Los ojos del director no se habían apartado de él.

—Reguemos que no sea Dexter. Porque si es él, Marc, es muy posible que usted corra el mismo peligro. —Hizo otra pausa—. Entre paréntesis, esos rufianes anónimos le han estado protegiendo día y noche, cumpliendo también jornadas de dieciséis horas, sin descanso. Algunos de ellos incluso tienen esposa e hijos. Ahora ambos sabemos la verdad. Volvamos al trabajo, Marc, y procuremos conservar la cordura durante otros tres días. Sólo recuerde que debe contármelo todo.

Marc había triunfado. No, Marc había perdido.

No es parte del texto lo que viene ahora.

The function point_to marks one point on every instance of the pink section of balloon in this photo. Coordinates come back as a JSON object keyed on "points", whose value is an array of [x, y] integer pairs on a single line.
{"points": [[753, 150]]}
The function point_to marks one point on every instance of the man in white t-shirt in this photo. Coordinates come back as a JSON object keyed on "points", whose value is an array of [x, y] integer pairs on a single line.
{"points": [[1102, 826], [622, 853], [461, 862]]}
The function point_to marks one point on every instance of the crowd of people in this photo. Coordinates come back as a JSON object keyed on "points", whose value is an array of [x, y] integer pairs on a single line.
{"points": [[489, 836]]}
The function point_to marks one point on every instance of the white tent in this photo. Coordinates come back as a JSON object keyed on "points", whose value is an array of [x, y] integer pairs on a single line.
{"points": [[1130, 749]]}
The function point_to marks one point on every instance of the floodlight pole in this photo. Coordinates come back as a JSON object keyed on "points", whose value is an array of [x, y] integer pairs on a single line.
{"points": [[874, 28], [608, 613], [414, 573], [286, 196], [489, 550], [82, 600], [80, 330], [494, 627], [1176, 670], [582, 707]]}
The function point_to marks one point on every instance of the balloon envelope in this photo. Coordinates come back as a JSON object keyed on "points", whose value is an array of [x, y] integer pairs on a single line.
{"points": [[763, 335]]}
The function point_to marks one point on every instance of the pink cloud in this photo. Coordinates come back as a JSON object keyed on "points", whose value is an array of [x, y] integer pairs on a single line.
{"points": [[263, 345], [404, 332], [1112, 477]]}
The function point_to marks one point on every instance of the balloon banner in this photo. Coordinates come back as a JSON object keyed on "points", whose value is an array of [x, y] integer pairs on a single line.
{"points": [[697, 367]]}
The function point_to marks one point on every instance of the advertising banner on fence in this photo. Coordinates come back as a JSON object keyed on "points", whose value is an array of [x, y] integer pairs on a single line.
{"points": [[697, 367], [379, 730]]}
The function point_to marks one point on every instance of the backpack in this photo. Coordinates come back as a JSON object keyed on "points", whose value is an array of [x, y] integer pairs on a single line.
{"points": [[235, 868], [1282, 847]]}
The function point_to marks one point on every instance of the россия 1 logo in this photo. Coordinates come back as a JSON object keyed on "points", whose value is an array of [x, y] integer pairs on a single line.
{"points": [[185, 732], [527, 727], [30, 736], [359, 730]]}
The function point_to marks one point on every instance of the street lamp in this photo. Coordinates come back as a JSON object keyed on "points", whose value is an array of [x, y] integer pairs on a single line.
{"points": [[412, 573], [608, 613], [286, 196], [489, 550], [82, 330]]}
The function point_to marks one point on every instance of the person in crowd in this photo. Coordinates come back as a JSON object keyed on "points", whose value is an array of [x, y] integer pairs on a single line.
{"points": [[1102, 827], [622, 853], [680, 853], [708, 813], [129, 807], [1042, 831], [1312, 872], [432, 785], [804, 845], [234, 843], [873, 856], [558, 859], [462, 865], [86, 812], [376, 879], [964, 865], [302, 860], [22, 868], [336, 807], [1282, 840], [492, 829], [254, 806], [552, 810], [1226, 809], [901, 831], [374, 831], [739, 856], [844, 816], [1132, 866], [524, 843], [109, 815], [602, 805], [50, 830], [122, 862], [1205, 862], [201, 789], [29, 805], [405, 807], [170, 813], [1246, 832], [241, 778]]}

—Quedan siete senadores. —Habló con voz torpe y cansada. Aún estaba nervioso. Marc nunca le había visto así y dudaba que muchos miembros del FBI lo hubieran visto—. Mis conversaciones con el presidente han reforzado mi sospecha de que el nexo entre el 10 de marzo y el senador es el proyecto de Ley de control de armas. El presidente de la Comisión de Asuntos Judiciales, que se ocupó de la planificación del proyecto, estaba allí: el senador Bayh. Sigue figurando en la lista. Conviene que averigüe lo que él y nuestros otros sospechosos de esa comisión opinan acerca de la ley… pero tampoco pierda de vista a Pearson y Percy, de Relaciones Exteriores. —Se interrumpió—. Sólo faltan tres días. Mi idea es atenerme al plan original y dejar que las cosas sigan su curso, por ahora. Todavía estoy en condiciones de cancelar en el último momento la agenda del presidente para el 10 de marzo. ¿Desea agregar algo, Marc?

—No, señor.

—¿Cuáles son sus planes?

—Mañana visitaré a los directores de personal de las Comisiones de Relaciones Exteriores y de Asuntos Judiciales, señor. Quizá después tendré una idea más clara acerca de la forma de abordar el problema y acerca de lo que debo buscar.

—Bien. Interróguelos concienzudamente a ambos, por si se me ha escapado algún detalle.

—Sí, señor.

—Nuestros técnicos en dactiloscopia trabajan sin descanso con esos veintiocho billetes. Por ahora, se limitan a buscarlas huellas de la señora Casefikis. Así sabremos por lo menos en cuál de ellos pueden estar las de nuestro hombre. Ya han hallado más de mil impresiones digitales, pero ninguna coincide con las de la señora Casefikis. Apenas me entere de algo, se lo comunicaré. Esto será todo, por hoy. Ambos estamos exhaustos. No se moleste en volver mañana —el director consultó su reloj—, quiero decir hoy. Preséntese el miércoles a las siete de la mañana, y sea puntual porque a partir de entonces sólo dispondremos de un día íntegro.